I have been hesitant about posting this, mostly because it’s really nobody’s business but my own. Over the past few months my lifelong on-off war with depression has hit a rough patch. I’ve had to cancel travel, both abroad, and to the Hay Festival where I was supposed to have been an attraction. My posts on social media and on this blog have dwindled to almost nothing. People have begun to notice – well, two people have, and kindly sent notes of concern (thank you — you know who you are). So that’s what prompted me to write.

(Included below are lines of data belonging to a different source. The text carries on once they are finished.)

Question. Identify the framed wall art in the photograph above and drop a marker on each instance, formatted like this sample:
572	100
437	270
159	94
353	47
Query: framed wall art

As a Veteran of the Psychic Wars I have been on all the -ins and -ines at one time or another, and a couple of the -ams and even an -ole. Mianserin, right at the beginning, now only used as horse tranquillisers I suspect. Then (in no particular order, as they say on the game shows), citalopram, sertraline and mirtazapine, culminating in venlafaxine. I have probably forgotten a few. Venlafaxine  worked beautifully for a decade, until the day came when it didn’t. Then came the long, exhausting and occasionally frightening period of coming off one drug and transitioning onto another. So, for a few months I was on vortioxetine, which wasn’t as good as venlafaxine has been, so had to be propped up with aripiprazole, which screwed me down flat.

This clearly couldn’t go on, so for the second time in less than a year (under medical supervision I might add) I had to undergo the whole wearisome process of coming off aripirpazole, then coming off vortioxetine (hey, I hope you are both following this) and starting a new drug, duloxetine, progressing in increments to successively higher doses. The entire process took more than a month — most of April and May.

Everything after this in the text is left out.